Gebeurtenissen starten en stoppen

internal class CustomWebHostService : WebHostService
{
    private ILogger _logger;
    public CustomWebHostService(IWebHost host) : base(host)
    {
        _logger = host.Services
            .GetRequiredService<ILogger<CustomWebHostService>>();
    }
    protected override void OnStarting(string[] args)
    {
        _logger.LogInformation("OnStarting method called.");
        base.OnStarting(args);
    }
    protected override void OnStarted()
    {
        _logger.LogInformation("OnStarted method called.");
        base.OnStarted();
    }
    protected override void OnStopping()
    {
        _logger.LogInformation("OnStopping method called.");
        base.OnStopping();
    }
}

Uitbreidingsmethode:

public static class WebHostServiceExtensions
{
    public static void RunAsCustomService(this IWebHost host)
    {
        var webHostService = new CustomWebHostService(host);
        ServiceBase.Run(webHostService);
    }
}

Program.Main:

host.RunAsCustomService();

Stel het hoofdpad van de inhoud in op de map van de app:

Program.Main:

var pathToExe = Process.GetCurrentProcess().MainModule.FileName;
var pathToContentRoot = Path.GetDirectoryName(pathToExe);
Directory.SetCurrentDirectory(pathToContentRoot);
CreateWebHostBuilder(args)
    .Build()
    .RunAsService();

Bron:

https:// github.com/aspnet/AspNetCore.Docs/tree/master/aspnetcore/host-and-deploy/windows-service/

https ://docs.microsoft.com/en-us/aspnet/core/host-and-deploy/windows-service?view=aspnetcore-2.2


Antwoord 8, autoriteit 7%

Misschien is dit een complete cop-out, maar vergeet niet dat met een grotere docker-ondersteuning, kunt u mogelijk een service bouwen die loopt in een container.
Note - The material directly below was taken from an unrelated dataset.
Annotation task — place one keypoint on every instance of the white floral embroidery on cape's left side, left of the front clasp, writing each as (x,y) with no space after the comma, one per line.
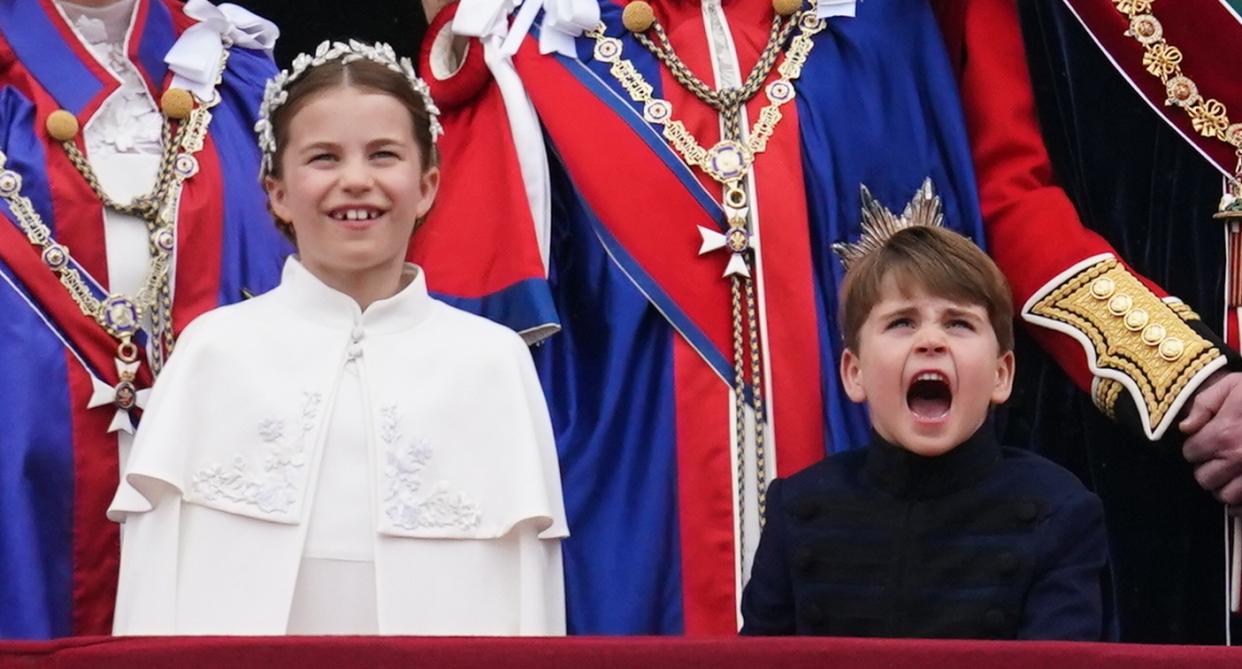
(274,488)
Op dat moment zou het nog steeds .NET-kern (2.0) zijn, maar op uw Windows-doos. Bovendien kunt u in de toekomst zo ongeveer overal inzetten.

Als DotNet Core Matures, I Dit is een betere en betere oplossing, ervan uitgaande dat uw service geen middelen nodig heeft voor de host.


9, Autoriteit 4%

Voor degenen die deze vraag vinden, maar een Windows-service willen implementeren met .NET CORE 3.X

https://csharp.christiannagel.com/2019/10/15/ WindowsService /

Een combinatie van de generieke host plus de achtergronddienst plus de Commandline Tool SC en u hebt een Windows-service.